Sadly, in all of my 53 years I have never figured out how to create a smokey eye myself. Not that I tried. It seemed so intimidating and requiring multiple colors, brushes, and mysterious techniques. (Little did I know that Ms. Roitfeld’s secret for the perfect eye makeup is to sleep in it.)
So I was giddy to learn Brigitte Caille’s easy, 5-minues (or les!) method. Brigette was recently on The Mean Show podcast where we chatted about makeup, gray hair, and what it means to get older in 2022. I recommend checking it out! Or, if you just want to learn her smokey eye technique, keep on reading for the step-by-step process!
Smokey Eye Tutorial
1. Eye crayon
NYX Jumbo Eye Pencil, $5.50
2. Fluffy blending brush
3. Small blending brush (or us a Q-tip)
4. Eyelash Curler
1. Apply eye crayon color to eyelid in a half-moon shape, starting at your lash line and stopping before the crease.

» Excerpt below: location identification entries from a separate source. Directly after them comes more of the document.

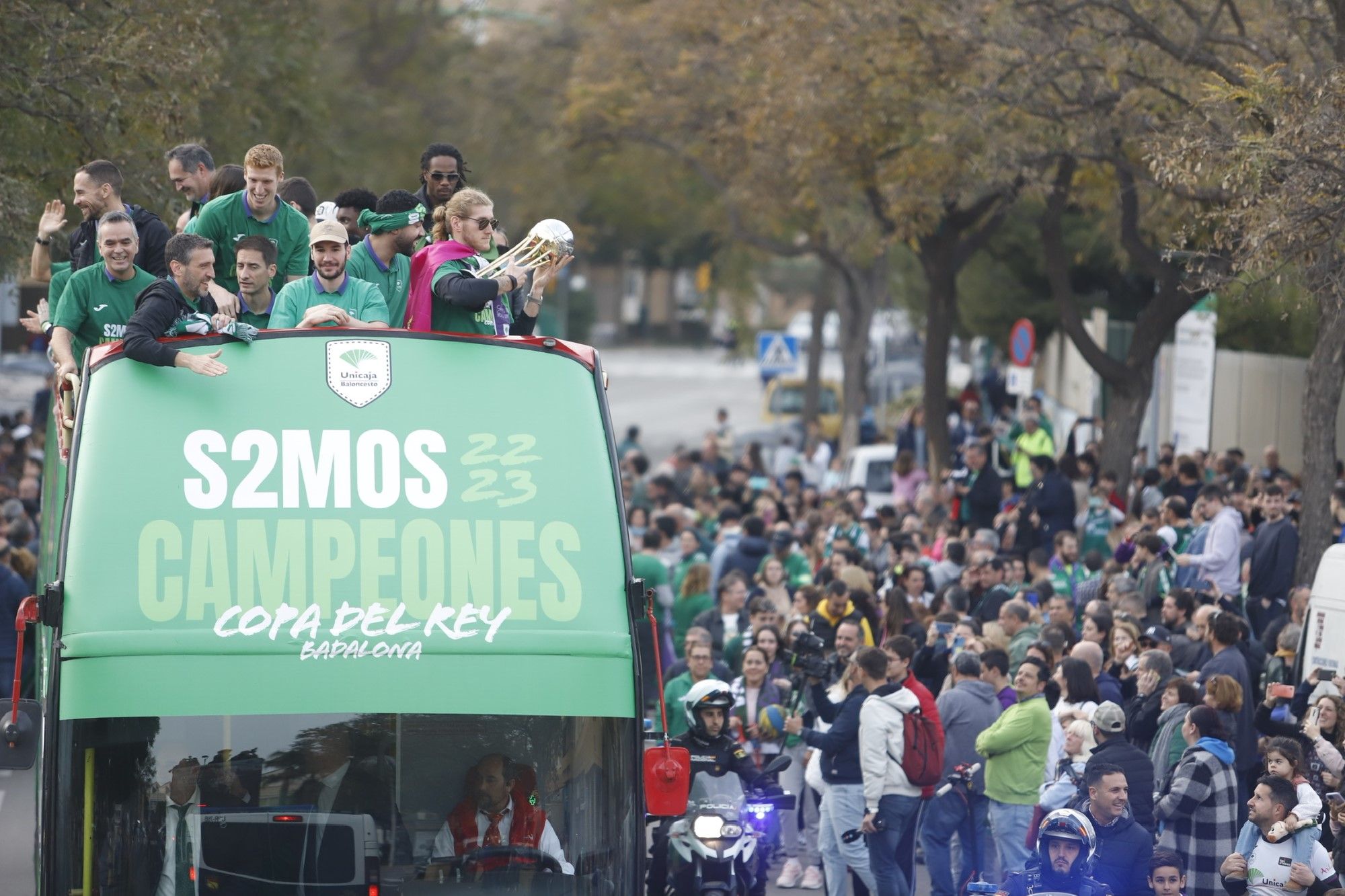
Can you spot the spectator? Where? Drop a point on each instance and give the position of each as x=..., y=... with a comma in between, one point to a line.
x=1270, y=569
x=966, y=709
x=1108, y=685
x=256, y=210
x=888, y=792
x=1198, y=801
x=751, y=549
x=835, y=608
x=728, y=619
x=995, y=671
x=1015, y=619
x=1016, y=755
x=1124, y=846
x=1277, y=872
x=1113, y=748
x=700, y=663
x=1165, y=751
x=1223, y=637
x=1065, y=787
x=844, y=799
x=1218, y=561
x=1145, y=709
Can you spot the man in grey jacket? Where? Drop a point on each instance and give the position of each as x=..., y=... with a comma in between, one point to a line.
x=966, y=709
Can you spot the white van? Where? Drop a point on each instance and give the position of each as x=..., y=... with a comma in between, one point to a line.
x=1324, y=628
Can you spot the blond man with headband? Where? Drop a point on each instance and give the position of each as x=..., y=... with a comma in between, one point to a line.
x=256, y=210
x=446, y=292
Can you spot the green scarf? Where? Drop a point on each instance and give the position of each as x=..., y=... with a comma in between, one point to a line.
x=385, y=224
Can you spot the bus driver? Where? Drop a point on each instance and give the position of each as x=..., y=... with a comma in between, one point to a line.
x=492, y=817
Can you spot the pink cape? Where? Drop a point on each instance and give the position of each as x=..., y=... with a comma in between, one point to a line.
x=424, y=264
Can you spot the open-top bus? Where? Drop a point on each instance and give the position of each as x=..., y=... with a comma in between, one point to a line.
x=291, y=608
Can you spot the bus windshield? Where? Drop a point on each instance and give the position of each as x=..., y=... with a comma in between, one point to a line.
x=332, y=803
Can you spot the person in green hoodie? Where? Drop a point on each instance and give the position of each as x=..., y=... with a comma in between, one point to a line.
x=1016, y=756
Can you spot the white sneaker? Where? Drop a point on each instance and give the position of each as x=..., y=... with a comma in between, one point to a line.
x=790, y=874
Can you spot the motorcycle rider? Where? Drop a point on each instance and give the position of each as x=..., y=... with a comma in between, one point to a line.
x=707, y=708
x=1066, y=849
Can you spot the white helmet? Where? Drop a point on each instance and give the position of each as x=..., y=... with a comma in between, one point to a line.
x=705, y=694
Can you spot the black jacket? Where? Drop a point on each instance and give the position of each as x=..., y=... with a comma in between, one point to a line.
x=983, y=499
x=1122, y=857
x=153, y=232
x=840, y=744
x=158, y=309
x=1140, y=776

2. Using your fluffy brush, blend the arc of the half moon into your crease until there are no definite lines visible.
3. Apply eye crayon to your lower lash line, joining the color at the outer corner of your eyes.
4. Using the smaller, firmer brush (or Q-tip), blend the color along the bottom lash line so the color looks even and soft.
5. Curl eyelashes.
6. Apply mascara.
1. Make sure the color goes all the way to your upper lash line. If you notice any white space between your lashes and lid, try gently nuzzling the crayon right into your lashes so the color covers all of you visible lid.

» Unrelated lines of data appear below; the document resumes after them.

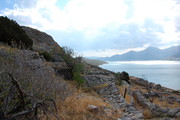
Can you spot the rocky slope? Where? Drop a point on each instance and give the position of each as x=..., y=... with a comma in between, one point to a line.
x=142, y=100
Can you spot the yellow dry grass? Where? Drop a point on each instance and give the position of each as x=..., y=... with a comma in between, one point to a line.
x=128, y=97
x=147, y=114
x=165, y=103
x=75, y=107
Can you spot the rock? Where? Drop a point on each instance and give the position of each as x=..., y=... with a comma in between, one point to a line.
x=93, y=108
x=61, y=69
x=177, y=114
x=158, y=87
x=137, y=116
x=125, y=76
x=171, y=99
x=173, y=112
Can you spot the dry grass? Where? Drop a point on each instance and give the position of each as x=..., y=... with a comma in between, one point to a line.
x=128, y=97
x=75, y=107
x=147, y=114
x=165, y=103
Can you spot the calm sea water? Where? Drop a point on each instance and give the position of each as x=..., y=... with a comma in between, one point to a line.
x=166, y=73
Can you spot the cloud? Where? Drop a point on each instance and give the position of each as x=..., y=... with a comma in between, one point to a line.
x=91, y=25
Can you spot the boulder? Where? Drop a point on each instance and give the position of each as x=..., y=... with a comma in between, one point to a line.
x=93, y=108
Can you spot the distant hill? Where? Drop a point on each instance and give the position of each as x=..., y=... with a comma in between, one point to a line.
x=150, y=53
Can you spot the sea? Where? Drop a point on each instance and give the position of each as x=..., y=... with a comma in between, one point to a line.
x=166, y=73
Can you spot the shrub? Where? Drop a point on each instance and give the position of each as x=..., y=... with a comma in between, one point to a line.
x=12, y=34
x=46, y=55
x=118, y=78
x=77, y=73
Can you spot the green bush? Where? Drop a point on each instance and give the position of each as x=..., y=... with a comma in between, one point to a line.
x=118, y=78
x=77, y=74
x=12, y=34
x=46, y=55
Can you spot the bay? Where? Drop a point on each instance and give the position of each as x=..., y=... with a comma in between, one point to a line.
x=166, y=73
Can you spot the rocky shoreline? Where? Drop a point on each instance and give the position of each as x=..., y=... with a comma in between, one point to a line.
x=141, y=92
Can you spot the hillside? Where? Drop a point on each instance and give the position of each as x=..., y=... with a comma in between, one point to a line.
x=151, y=53
x=47, y=83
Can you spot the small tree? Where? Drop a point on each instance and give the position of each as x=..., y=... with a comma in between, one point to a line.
x=12, y=34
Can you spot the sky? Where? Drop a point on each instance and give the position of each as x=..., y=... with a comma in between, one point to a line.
x=100, y=27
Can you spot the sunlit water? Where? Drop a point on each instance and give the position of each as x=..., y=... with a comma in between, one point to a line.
x=166, y=73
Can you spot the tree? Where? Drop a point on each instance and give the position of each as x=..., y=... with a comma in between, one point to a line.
x=12, y=34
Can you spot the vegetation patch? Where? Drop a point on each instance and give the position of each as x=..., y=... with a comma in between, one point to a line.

2. If your eyes are hooded, you may need to blend the color up higher above your crease. Keep blending until you can see the makeup while looking straight ahead in the mirror.

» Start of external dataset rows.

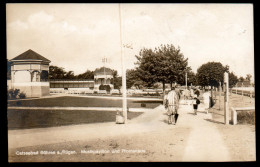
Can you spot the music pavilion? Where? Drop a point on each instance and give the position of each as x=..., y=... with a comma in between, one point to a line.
x=29, y=73
x=102, y=76
x=30, y=70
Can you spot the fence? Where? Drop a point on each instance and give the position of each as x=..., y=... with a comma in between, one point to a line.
x=244, y=91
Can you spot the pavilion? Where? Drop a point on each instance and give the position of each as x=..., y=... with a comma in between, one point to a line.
x=103, y=76
x=29, y=73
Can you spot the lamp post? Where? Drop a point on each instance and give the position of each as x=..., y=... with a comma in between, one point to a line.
x=186, y=78
x=123, y=71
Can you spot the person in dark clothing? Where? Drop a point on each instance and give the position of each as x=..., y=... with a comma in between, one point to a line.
x=196, y=102
x=197, y=92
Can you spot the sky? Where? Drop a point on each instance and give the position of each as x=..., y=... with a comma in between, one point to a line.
x=77, y=36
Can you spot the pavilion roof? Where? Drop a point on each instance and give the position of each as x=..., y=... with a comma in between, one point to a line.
x=30, y=55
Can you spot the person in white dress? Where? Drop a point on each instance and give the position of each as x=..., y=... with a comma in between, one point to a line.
x=206, y=100
x=173, y=105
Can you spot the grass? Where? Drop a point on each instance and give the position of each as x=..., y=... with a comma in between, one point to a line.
x=24, y=119
x=82, y=102
x=246, y=117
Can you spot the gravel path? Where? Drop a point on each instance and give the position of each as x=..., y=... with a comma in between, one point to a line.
x=202, y=142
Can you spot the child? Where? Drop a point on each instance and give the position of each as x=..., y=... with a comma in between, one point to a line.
x=196, y=102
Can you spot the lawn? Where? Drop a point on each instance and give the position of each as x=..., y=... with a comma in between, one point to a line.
x=24, y=119
x=69, y=101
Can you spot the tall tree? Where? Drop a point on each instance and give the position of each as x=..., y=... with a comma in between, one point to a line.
x=210, y=74
x=248, y=77
x=241, y=79
x=86, y=75
x=69, y=75
x=133, y=79
x=166, y=64
x=232, y=79
x=56, y=72
x=8, y=69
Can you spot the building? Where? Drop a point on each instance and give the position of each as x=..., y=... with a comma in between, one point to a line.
x=103, y=76
x=245, y=83
x=67, y=84
x=29, y=73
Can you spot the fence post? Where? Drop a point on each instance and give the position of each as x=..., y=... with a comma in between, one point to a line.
x=219, y=89
x=226, y=101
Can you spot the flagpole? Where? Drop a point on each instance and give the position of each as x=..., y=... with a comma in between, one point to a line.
x=123, y=71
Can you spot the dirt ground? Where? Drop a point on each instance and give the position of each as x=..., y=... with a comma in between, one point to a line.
x=240, y=139
x=202, y=137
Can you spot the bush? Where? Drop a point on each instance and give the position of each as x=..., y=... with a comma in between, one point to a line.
x=12, y=93
x=246, y=117
x=22, y=95
x=15, y=94
x=105, y=87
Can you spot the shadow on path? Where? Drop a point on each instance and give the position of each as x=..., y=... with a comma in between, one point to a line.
x=214, y=121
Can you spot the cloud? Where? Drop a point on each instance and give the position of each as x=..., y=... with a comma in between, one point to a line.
x=18, y=25
x=39, y=20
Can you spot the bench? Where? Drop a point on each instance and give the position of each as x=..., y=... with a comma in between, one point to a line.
x=234, y=113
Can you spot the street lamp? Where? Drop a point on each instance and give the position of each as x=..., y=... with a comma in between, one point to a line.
x=123, y=71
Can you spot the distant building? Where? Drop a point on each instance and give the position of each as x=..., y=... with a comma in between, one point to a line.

3. For a more intense look, line the upper and lower water line (carefully!).
4. If you don’t already have a crayon you like, Brigette suggests testing before you buy to find one that’s compatible with your skin type. If you have oilier skin, you’ll do better with a crayon that goes on drier so the color doesn’t easily melt off. If your skin is dry, you might want a creamier crayon that contains more moisturizing ingredients, otherwise the color might set too quickly and you’ll have trouble blending.
5. Don’t worry about it looking perfect. It shouldn’t! It should be a casual, stress-free, 5-minute (or lesss!) application.
I really had no idea a smokey eye could be so easy. A big gigantic thank you to Brigette Caille for this tutorial!